DélioPT said:
Being that cheap would probably mean less powerful. No, the tablet would not have console games, at least, not recent ones. Only port Wii games to the tablet. Also, by making it powerful enough, the tablet can be used to serve as a controller or even stream games from the home console (like the gamepad does) and with that you could get a cheaper home console SKU (which would also work with the handheld as a controller). That way Nintendo can keep 3 hardware devices and not make them compete with each other - by default, that is. I don`t think your idea of just a portable with a TV attachment is what Nintendo has in mind. They already said they aren`t going with one piece of hardware for next generation. |
It depends I guess Nintendo could get a GPU like the PowerVR 6430 (this is the same chip in the iPad mini retina) for dirt cheap. Throw the 3DS GPU in there (even cheaper) + a ARM Cortex A9 and you have probably a very cheap setup that can run all DS/3DS/VC games and all Android stuff too.

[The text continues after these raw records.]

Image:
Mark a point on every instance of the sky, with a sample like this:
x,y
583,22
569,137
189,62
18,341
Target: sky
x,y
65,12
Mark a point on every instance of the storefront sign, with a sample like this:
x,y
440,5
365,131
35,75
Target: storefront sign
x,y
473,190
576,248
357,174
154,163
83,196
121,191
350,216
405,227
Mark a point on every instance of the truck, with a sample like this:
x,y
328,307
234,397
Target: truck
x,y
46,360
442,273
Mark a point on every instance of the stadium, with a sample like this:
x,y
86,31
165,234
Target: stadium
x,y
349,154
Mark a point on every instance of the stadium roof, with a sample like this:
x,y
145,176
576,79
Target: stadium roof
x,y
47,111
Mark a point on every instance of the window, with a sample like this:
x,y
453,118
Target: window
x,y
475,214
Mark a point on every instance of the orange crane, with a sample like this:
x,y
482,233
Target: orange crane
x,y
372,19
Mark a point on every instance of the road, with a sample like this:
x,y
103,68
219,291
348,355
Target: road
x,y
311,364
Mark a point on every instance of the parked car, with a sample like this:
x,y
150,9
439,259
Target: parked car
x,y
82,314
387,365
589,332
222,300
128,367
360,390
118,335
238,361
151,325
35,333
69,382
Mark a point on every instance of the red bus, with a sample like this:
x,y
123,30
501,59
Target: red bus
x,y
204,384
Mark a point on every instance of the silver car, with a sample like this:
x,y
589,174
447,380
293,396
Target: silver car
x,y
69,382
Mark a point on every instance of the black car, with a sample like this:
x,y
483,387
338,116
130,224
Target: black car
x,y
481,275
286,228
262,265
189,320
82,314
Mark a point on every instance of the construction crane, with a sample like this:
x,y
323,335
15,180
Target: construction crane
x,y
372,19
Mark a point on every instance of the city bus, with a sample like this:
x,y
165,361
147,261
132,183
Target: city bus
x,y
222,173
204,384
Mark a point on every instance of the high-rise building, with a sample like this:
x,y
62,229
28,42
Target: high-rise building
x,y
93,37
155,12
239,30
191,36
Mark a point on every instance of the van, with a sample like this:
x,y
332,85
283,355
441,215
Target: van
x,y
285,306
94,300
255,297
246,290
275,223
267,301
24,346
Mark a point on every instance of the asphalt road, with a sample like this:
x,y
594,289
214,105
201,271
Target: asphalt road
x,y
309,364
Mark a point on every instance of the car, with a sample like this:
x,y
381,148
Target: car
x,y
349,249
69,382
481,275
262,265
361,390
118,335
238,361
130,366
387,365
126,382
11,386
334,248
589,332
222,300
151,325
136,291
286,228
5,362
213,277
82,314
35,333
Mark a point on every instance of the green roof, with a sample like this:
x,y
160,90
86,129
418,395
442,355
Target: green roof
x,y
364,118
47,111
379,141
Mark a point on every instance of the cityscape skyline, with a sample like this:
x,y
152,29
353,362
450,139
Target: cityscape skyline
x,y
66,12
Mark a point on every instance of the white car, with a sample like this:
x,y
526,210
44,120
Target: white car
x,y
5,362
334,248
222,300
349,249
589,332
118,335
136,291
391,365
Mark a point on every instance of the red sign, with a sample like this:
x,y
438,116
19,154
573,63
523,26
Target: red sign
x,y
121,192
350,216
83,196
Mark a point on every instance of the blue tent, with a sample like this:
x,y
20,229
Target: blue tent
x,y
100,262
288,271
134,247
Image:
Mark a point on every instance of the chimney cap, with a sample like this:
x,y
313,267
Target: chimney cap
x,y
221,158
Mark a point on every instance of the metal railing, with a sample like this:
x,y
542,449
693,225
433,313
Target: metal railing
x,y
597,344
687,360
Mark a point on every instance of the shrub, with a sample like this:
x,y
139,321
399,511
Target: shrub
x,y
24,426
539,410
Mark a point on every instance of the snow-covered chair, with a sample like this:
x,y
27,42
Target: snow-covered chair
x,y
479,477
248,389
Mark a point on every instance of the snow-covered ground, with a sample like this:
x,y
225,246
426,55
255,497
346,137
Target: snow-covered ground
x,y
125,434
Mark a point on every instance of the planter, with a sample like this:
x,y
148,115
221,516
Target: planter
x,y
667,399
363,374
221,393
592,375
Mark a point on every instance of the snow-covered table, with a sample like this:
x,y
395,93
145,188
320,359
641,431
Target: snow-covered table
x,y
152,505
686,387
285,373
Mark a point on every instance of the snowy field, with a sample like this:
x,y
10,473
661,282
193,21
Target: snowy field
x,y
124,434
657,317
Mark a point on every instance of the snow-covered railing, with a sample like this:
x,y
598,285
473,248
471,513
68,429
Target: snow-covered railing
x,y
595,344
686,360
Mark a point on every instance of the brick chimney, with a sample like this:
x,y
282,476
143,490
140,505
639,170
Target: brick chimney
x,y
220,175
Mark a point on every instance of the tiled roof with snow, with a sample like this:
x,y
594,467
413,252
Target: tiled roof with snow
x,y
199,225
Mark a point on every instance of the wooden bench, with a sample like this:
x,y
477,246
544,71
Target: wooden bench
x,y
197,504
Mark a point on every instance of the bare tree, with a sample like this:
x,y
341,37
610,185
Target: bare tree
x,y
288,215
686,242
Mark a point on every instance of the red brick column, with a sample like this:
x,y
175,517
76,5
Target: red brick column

It's not so much the chipset that makes things expensive, it's the LCD display, battery, and any type of custom component (like say a 3D screen) that will drive your costs up. If you stick to widely highly mass produced parts that are more than a tech cycle old you can get components for cheap.
To be honest, I have to wonder if your basic idea might not be a better play than the "New 3DS followed by a Fusion platform circa 2016" roadmap. Nintendo is absorbing huge losses on the portable battlefield, waiting for 2016 to send in the cavalry probably only allows more damage to be done.
A tablet that could play hundreds of DS, 3DS, NES, SNES, N64, Genesis, TG16 games on top of Android games and have enough grunt power to draw Wii games in 1280x720 resolution with fancier lighting effects ... I dunno. Maybe waiting for 2016 is too long. Nintendo could release a pretty kick ass handheld for cheap next year if they really wanted to.